While health insurance costs continue to climb, there is good news on the life insurance front: term insurance rates continue their downward trend, which can be good news for consumers.
According to an article in Investment News “insurers are cutting the cost of term life policies as a result of heightened competition and streamlined sales processes.”
One reason for this is that, as a whole, sales of life insurance are down across the industry. One measure of this is “policy count;” that is, the total number of life policies written in a given year, irrespective of the face amounts or premiums. Compounding the problem is that average policy size is also much lower than one would expect.
Since the law of supply and demand applies no less to the life insurance business than any other, it stands to reason that insurers would like to make buying life insurance more attractive.
Of course, lower price is one way.
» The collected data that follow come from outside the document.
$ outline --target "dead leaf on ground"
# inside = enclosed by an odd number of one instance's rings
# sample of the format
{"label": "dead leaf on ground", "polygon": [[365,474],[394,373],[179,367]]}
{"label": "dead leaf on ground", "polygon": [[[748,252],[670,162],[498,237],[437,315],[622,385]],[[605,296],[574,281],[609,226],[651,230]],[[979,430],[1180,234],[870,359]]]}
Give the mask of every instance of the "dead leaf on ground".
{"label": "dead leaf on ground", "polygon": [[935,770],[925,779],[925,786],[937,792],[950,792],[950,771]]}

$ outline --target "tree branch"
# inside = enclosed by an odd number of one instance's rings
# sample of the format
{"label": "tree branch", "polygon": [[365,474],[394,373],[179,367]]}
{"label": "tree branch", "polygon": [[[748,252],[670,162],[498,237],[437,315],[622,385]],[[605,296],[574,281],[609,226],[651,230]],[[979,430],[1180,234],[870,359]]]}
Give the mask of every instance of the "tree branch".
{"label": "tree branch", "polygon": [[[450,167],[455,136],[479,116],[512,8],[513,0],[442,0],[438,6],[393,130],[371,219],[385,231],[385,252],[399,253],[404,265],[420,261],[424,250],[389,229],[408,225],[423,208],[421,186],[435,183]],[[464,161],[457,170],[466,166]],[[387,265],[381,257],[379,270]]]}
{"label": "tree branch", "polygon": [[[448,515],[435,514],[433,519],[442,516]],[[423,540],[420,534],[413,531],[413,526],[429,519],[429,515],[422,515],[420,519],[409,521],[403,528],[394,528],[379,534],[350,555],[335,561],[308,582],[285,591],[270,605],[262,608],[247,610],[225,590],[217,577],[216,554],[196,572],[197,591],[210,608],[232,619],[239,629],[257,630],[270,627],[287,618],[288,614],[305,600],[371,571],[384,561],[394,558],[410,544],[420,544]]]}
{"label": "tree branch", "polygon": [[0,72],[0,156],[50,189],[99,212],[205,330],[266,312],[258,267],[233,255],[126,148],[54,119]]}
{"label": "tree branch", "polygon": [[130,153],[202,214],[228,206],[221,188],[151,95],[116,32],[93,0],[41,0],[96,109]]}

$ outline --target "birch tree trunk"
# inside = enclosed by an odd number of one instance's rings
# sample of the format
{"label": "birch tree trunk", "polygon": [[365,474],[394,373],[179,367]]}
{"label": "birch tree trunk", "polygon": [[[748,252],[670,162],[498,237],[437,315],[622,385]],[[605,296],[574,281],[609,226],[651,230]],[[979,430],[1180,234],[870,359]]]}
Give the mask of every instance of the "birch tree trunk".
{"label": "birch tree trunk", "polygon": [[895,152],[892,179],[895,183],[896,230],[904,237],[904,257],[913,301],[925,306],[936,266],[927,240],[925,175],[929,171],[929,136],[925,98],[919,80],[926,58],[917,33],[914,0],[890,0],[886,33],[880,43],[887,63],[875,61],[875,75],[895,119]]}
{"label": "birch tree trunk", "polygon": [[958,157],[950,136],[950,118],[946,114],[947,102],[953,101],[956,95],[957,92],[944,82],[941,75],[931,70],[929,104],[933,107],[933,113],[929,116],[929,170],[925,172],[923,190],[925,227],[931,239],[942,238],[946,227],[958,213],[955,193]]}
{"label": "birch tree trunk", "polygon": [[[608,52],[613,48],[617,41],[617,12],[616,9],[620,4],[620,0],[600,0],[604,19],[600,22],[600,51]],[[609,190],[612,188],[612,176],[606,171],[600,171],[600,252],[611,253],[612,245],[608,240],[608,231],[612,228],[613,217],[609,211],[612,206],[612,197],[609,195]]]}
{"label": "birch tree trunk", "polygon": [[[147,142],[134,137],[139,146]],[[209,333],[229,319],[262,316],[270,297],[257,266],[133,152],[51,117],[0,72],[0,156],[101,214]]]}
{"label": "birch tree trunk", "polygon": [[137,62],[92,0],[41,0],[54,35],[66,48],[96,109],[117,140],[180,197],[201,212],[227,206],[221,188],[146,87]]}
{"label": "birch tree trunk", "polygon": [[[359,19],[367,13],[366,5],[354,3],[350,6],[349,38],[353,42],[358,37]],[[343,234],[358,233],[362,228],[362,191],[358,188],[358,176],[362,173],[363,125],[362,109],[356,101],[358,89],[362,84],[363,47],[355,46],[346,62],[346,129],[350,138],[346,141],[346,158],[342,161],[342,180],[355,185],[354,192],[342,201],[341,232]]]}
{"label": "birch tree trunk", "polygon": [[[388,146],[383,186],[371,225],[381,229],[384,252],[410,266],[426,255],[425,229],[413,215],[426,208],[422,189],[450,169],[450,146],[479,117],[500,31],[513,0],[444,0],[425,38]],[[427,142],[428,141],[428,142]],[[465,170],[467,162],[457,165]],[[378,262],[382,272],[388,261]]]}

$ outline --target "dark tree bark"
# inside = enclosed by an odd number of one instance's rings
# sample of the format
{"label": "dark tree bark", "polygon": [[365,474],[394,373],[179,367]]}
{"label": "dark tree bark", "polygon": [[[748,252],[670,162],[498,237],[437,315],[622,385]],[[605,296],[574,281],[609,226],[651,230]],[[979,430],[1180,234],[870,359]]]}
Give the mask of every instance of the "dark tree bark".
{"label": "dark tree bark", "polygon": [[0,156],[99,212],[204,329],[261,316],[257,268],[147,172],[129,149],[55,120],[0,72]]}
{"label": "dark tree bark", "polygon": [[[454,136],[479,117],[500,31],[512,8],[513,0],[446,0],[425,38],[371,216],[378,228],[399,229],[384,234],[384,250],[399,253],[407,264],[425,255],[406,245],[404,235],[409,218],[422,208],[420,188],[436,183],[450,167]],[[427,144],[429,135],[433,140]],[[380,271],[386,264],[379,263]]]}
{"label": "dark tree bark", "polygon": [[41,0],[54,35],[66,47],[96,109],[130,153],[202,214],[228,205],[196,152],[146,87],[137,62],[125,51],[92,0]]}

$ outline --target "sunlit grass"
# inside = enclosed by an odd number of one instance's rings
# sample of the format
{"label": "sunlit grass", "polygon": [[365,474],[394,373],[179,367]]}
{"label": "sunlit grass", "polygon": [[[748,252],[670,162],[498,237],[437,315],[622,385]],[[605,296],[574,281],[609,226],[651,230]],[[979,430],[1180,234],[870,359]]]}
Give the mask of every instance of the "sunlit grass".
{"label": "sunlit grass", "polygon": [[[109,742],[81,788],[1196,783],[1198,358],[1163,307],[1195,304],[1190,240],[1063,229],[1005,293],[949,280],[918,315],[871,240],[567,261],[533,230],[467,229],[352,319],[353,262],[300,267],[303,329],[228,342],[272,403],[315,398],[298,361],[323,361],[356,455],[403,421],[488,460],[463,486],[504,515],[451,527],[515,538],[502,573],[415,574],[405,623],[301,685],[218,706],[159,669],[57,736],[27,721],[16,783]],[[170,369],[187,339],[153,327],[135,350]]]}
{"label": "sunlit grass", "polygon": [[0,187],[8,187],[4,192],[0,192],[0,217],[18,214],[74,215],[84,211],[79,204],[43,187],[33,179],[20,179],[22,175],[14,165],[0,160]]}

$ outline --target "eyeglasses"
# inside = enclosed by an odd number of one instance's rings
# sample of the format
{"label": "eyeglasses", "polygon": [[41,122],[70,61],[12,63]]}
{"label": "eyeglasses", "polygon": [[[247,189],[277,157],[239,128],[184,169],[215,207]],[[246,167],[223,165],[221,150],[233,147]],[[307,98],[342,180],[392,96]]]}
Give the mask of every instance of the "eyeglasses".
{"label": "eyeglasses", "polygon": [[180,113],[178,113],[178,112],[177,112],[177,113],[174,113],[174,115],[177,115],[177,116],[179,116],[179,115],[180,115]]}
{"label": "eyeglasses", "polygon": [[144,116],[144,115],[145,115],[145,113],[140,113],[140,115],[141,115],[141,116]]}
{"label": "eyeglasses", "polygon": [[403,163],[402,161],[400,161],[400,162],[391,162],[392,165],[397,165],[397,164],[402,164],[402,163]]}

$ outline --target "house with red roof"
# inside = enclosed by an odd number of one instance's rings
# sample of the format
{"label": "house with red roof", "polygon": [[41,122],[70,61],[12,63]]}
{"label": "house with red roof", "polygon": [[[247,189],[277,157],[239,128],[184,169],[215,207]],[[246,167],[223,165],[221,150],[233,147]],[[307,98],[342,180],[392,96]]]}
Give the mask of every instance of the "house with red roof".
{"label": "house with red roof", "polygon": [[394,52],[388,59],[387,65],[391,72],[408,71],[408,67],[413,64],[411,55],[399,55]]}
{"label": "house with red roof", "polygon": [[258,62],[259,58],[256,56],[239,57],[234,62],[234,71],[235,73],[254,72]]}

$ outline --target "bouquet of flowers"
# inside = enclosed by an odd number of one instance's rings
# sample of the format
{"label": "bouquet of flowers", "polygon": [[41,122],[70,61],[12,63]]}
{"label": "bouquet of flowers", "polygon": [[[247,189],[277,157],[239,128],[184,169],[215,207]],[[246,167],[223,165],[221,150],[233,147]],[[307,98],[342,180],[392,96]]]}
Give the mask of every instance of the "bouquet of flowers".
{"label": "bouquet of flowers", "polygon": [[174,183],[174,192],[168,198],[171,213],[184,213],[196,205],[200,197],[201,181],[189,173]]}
But equally important is the purchase process itself: much like obtaining a mortgage, buying insurance can mean a daunting array of paperwork, and a seemingly endless underwriting process. To minimize both, carriers have finally come into the 20th century (that’s not a typo): electronic applications and fewer health questions help to speed things along.
Another trend is worksite marketing: used to be, the blue collar market was served by companies that sold “industrial” policies. These were low face amount, inexpensive plan paid weekly to agents who came by one’s house to “collect the debit.” Of course, those days are gone, but the folks who were well-served by that system are not completely on their own. More and more carriers sell more standardized plans that can be deducted directly from one’s wages, much like the old weekly plans.
In any case, term life insurance really is getting better (at least for now).